La Russie reconnaît le CNT comme autorité au pouvoir en Libye


MOSCOU - La Russie reconnaît le Conseil national de transition (CNT), instance dirigeante de la rébellion libyenne, comme autorité au pouvoir en Libye, a indiqué jeudi le ministère russe des Affaires étrangères dans un communiqué.

La Fédération de Russie reconnaît le CNT comme autorité au pouvoir et salue son programme de réformes qui prévoit l'adoption d'une nouvelle Constitution, l'organisation d'élections et la formation d'un gouvernement, a ajouté le ministère.

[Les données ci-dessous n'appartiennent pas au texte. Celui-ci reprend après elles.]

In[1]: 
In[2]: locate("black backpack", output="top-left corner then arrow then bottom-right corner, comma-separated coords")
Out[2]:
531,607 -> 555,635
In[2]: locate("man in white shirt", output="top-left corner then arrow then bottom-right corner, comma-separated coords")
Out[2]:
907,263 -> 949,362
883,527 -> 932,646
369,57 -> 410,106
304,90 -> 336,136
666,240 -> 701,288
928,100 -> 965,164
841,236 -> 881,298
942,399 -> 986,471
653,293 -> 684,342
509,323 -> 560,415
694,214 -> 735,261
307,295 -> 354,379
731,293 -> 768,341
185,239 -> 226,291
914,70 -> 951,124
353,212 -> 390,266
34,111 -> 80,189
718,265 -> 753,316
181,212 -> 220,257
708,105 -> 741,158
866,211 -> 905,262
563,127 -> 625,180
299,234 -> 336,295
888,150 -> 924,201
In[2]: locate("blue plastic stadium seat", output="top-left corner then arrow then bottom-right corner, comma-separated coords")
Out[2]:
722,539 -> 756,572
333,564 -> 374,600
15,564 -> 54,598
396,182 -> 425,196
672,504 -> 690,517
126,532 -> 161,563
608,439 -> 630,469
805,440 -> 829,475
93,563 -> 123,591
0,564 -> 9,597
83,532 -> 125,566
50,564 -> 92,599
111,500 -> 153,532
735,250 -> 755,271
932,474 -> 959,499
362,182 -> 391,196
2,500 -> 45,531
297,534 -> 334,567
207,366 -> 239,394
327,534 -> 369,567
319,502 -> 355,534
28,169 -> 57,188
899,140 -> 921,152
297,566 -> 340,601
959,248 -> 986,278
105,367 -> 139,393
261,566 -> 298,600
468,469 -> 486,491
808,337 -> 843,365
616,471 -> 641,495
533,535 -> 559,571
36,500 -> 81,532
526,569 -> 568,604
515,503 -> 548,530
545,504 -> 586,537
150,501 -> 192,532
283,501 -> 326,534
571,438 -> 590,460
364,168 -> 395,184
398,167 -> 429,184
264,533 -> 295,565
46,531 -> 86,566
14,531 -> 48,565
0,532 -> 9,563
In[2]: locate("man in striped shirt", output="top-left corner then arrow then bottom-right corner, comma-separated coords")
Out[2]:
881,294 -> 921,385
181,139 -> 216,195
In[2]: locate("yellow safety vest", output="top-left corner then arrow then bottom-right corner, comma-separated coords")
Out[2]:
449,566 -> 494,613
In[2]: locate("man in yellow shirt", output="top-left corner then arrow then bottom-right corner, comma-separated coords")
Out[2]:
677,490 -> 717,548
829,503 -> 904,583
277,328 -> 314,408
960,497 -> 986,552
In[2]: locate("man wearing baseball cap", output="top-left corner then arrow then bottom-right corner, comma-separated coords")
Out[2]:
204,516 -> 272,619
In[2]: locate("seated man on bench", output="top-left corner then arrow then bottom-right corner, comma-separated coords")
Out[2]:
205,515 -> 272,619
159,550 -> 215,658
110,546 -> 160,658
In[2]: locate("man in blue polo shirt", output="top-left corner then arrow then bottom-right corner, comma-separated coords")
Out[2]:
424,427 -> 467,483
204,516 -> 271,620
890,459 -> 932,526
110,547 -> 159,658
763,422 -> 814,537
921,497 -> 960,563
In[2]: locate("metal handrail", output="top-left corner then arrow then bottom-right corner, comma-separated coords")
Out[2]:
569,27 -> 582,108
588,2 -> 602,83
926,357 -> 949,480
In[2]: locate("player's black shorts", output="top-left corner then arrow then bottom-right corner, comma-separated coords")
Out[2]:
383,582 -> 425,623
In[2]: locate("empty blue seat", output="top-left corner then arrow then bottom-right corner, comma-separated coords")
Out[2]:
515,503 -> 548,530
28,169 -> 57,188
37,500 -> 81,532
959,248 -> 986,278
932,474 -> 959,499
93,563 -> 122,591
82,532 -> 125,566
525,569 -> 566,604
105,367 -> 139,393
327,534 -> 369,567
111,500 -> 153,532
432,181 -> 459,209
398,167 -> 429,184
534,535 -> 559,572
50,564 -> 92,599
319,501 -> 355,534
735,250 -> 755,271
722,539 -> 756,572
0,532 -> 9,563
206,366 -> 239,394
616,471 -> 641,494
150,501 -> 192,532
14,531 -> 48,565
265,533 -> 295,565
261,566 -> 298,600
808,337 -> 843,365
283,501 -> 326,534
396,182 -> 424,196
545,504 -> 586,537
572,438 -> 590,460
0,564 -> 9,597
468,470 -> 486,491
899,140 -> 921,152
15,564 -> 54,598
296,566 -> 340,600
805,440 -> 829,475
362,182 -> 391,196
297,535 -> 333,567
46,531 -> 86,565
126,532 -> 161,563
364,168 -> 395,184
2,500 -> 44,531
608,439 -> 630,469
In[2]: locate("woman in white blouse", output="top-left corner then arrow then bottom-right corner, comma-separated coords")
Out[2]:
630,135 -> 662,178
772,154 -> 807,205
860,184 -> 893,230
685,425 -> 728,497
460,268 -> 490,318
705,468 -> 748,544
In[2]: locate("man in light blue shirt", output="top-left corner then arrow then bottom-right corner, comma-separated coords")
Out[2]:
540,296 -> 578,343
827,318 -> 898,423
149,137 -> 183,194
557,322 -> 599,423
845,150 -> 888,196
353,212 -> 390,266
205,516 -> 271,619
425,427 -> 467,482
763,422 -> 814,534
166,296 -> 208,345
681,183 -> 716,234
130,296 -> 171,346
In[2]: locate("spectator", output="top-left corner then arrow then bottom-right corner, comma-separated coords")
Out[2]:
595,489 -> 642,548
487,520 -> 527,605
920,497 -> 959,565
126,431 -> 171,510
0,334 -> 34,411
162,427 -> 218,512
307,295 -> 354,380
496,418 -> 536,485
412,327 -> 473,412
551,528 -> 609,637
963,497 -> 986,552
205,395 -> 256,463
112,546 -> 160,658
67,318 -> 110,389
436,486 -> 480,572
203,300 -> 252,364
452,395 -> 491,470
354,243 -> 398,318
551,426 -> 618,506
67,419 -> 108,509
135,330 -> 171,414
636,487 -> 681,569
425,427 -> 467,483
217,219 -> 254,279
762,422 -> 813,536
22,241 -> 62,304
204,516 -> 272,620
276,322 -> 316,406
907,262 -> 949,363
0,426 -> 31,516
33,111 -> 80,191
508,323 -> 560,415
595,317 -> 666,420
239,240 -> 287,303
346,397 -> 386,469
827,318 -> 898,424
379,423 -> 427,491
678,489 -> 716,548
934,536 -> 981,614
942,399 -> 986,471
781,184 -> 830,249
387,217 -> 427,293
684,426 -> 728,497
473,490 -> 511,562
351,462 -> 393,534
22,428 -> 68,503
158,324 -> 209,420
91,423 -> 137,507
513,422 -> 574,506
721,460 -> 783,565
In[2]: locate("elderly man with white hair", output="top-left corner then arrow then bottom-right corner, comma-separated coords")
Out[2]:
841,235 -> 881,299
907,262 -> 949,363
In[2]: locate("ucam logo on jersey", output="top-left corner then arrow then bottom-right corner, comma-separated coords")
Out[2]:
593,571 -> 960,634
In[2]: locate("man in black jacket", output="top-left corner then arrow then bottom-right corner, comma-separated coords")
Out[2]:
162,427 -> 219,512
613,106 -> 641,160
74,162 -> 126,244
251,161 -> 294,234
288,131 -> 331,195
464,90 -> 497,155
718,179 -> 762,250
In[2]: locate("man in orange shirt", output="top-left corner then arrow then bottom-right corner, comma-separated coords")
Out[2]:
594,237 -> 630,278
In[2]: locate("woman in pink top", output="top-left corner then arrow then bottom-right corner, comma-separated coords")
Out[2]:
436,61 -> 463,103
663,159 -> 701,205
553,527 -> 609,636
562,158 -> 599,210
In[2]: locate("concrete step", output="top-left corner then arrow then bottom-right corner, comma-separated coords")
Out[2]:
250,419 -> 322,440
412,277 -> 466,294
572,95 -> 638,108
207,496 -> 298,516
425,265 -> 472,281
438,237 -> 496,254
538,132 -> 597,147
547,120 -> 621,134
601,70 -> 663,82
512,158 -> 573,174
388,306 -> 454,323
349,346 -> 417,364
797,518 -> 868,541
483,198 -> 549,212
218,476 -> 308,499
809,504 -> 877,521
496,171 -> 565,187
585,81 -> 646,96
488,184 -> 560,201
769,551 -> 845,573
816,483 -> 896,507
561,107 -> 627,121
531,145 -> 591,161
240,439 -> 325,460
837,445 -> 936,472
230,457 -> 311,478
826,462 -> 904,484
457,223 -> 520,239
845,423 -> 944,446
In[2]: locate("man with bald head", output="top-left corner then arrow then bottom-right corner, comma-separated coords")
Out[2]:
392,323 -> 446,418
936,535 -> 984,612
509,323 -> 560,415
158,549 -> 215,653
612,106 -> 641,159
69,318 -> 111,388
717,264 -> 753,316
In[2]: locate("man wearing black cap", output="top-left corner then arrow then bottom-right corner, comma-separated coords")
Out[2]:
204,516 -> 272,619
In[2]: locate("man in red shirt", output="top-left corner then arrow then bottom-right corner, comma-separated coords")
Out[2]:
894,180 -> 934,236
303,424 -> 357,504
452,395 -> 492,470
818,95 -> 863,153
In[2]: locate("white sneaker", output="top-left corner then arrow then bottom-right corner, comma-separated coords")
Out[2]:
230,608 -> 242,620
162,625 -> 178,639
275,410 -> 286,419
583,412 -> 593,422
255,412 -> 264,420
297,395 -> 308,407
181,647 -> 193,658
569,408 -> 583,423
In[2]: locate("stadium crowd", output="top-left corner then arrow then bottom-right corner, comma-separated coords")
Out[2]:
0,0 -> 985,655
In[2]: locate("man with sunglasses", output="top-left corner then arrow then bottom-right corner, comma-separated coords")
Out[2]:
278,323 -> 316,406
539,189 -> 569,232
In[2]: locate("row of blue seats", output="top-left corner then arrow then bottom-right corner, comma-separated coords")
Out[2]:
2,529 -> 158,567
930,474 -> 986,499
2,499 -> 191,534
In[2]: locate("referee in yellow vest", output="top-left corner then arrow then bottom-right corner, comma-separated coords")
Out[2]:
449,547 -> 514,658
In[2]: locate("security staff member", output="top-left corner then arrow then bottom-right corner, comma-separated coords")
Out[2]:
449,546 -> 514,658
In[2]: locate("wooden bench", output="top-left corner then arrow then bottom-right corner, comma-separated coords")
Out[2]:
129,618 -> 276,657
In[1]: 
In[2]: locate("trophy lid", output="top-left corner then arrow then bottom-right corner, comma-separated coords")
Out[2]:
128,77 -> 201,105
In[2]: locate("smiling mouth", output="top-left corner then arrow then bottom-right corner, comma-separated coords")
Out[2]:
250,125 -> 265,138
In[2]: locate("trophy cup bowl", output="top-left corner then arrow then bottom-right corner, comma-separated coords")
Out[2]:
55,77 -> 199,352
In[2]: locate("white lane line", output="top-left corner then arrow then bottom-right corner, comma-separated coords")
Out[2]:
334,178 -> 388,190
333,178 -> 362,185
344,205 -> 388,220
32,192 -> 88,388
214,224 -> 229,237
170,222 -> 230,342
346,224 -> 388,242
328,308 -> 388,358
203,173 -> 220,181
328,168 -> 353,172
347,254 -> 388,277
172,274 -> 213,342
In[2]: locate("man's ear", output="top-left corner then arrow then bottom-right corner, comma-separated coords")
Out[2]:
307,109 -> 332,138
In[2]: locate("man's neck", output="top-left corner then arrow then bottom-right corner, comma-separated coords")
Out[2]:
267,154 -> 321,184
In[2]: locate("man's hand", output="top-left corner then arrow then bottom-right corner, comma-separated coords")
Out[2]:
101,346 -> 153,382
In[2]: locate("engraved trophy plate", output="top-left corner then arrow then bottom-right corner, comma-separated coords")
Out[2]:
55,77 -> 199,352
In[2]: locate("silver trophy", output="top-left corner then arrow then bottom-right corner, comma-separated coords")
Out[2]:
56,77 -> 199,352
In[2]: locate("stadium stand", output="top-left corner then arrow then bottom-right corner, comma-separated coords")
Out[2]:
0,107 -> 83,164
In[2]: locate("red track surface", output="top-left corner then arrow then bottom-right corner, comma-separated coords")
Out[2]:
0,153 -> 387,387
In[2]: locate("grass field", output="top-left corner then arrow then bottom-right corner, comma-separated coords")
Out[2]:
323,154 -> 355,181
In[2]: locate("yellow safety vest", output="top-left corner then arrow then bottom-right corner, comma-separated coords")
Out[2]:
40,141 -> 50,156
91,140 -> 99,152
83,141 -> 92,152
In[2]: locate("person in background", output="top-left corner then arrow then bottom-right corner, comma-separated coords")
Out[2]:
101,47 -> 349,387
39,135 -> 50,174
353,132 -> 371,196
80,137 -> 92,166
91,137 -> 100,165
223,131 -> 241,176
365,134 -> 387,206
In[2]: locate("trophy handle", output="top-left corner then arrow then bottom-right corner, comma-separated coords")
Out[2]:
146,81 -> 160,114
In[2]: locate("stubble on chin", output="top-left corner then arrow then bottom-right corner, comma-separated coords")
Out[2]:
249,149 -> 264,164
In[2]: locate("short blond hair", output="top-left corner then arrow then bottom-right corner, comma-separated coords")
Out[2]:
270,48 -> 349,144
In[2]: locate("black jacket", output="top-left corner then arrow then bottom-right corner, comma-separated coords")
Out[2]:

Notre pays a établi des relations diplomatiques avec la Libye le 4 septembre 1955 et ne les a jamais interrompues, quel que soit le gouvernement en place à Tripoli, a souligné le ministère.

Ces déclarations interviennent le jour de l'ouverture à Paris de la conférence des amis de la Libye, qui doit préparer l'après-Kadhafi, à laquelle participera l'émissaire spécial du Kremlin pour l'Afrique, Mikhaïl Marguelov.

Les rebelles libyens ont décidé la semaine dernière d'installer leur gouvernement provisoire à Tripoli, plus de six mois après le début de la révolte contre le régime de Mouammar Kadhafi.

La Russie, allié traditionnel de Tripoli, avait refusé en juillet de reconnaître le CNT comme seule autorité du pays. Celui-ci a déjà été reconnu par les Etats-Unis et de nombreux pays occidentaux.

Le président russe Dmitri Medvedev avait toutefois indiqué le 24 août que la Russie était prête à établir des relations avec les rebelles libyens s'ils parvenaient à unir le pays.

M. Medvedev avait souligné alors que la Russie avait une position prudente et qu'elle observait le développement des événements.

La Russie s'était abstenue avec la Chine lors du vote au Conseil de sécurité de la résolution 1973 qui a permis l'intervention internationale en mars en Libye, mais a par la suite vivement dénoncé les conditions de sa mise en oeuvre par les Occidentaux, tout en appelant au départ de Mouammar Kadhafi.

Après avoir décroché ces dernières années des contrats prometteurs en Libye, la Russie pourrait payer cher sa position plus que prudente sur l'insurrection et voir ses espoirs s'envoler de réaliser des affaires avec ce pays, notamment dans le secteur de l'armement, selon des experts.